Abortion provider says he performs the procedure out of ‘Christian compassion’

In an interview with Rolling Stone, Dr. Willie Parker, an abortion provider and the board chair of Physicians for Reproductive Health, said that he wants to take the moral high ground back from the pro-life movement.

In his new book, "Life's Work: A Moral Argument for Choice," Parker wrote that he decided to become an abortion provider to “exercise Christian compassion not by proxy, but with my own capable hands."

Parker told Rolling Stone that Martin Luther King Jr.'s sermon, "I've Been to the Mountaintop," influenced his decision to perform abortions.

“That sermon by Dr. King was instrumental in me examining my role in addressing injustice and oppression,” he said, noting that, in addition to King, the writings of Malcolm X influenced his choice.
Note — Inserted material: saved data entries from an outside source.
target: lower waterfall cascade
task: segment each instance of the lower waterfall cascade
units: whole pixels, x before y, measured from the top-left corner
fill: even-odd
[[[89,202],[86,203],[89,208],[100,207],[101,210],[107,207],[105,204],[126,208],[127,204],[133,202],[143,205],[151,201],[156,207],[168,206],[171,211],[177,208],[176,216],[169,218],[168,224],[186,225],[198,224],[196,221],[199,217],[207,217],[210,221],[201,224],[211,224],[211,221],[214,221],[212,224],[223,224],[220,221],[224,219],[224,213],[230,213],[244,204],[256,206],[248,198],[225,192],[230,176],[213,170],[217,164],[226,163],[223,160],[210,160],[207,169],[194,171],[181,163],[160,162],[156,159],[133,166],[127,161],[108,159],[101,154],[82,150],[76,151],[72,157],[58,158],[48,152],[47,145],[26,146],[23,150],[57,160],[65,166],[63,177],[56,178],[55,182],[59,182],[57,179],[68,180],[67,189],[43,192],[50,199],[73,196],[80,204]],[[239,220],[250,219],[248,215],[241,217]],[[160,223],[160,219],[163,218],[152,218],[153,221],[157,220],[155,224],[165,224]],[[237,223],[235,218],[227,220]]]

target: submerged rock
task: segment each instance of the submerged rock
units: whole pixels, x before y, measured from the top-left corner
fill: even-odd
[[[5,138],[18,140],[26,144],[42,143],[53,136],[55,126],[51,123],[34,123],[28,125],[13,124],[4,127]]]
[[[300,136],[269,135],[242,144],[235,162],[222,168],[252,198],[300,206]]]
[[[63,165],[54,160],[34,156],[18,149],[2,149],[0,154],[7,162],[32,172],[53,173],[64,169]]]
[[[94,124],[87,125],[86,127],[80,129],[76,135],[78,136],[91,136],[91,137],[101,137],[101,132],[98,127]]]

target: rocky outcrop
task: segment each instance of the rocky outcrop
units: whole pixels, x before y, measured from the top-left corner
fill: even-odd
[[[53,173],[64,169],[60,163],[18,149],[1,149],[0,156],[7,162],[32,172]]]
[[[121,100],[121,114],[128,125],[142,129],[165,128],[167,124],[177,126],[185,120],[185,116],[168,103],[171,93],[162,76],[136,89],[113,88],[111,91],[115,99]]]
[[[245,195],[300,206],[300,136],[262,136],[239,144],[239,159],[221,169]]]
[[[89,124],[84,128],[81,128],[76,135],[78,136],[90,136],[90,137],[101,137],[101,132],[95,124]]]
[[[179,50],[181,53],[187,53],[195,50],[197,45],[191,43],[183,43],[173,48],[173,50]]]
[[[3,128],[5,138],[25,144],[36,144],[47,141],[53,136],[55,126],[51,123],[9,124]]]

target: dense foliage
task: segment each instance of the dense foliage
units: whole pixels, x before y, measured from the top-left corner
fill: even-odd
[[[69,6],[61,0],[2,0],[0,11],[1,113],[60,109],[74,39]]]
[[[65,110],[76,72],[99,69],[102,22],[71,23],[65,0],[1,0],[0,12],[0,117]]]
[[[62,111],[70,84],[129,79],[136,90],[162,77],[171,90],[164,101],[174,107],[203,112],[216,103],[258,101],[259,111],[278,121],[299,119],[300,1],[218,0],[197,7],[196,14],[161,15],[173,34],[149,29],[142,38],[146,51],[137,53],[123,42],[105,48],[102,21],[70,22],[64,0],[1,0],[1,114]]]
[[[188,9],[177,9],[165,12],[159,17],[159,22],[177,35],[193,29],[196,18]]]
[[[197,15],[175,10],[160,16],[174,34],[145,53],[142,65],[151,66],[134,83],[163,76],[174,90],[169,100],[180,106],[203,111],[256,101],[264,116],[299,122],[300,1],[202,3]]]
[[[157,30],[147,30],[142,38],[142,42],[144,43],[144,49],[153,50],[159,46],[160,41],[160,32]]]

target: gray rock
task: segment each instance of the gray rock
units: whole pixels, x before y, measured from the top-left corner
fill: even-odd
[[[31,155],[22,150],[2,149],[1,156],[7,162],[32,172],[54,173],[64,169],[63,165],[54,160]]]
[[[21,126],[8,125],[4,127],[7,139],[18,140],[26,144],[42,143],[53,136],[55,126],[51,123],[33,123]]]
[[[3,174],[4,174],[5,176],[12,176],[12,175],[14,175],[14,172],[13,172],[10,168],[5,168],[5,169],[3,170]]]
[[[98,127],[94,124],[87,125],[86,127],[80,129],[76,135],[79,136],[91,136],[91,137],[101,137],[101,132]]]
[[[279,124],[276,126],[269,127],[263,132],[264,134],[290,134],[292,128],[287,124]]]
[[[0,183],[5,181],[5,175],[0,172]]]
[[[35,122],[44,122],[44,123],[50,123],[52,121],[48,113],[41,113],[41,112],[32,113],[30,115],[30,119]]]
“Their sense of work is from a deep place of humanity and wanting for others what you want for yourself,” Parker said. “The courage that's necessary to assert yourself on behalf of human dignity, they modeled that for me, despite risk.”

Parker claimed that the pro-life movement offers a “narrative that is patently false” about abortion, telling Rolling Stone that he details what happens in an abortion procedure in the book.

“I think we've empowered people opposed to abortion by being mute or defensive about the biological realities of pregnancy termination,” he said.

Asked about state and federal policies regarding abortion, Parker said that since Roe v. Wade — the Supreme Court decision that legalized abortion nationwide — has been in place for 44 years, conservatives have embraced a “long-term strategy” to combat it.

“hose opposed to abortion came to understand what liberals don't understand: that a sustained political engagement at every level was critical to them shifting the ground,” Parker said. “Conservative folk don't vote every four years — they vote in every political cycle.”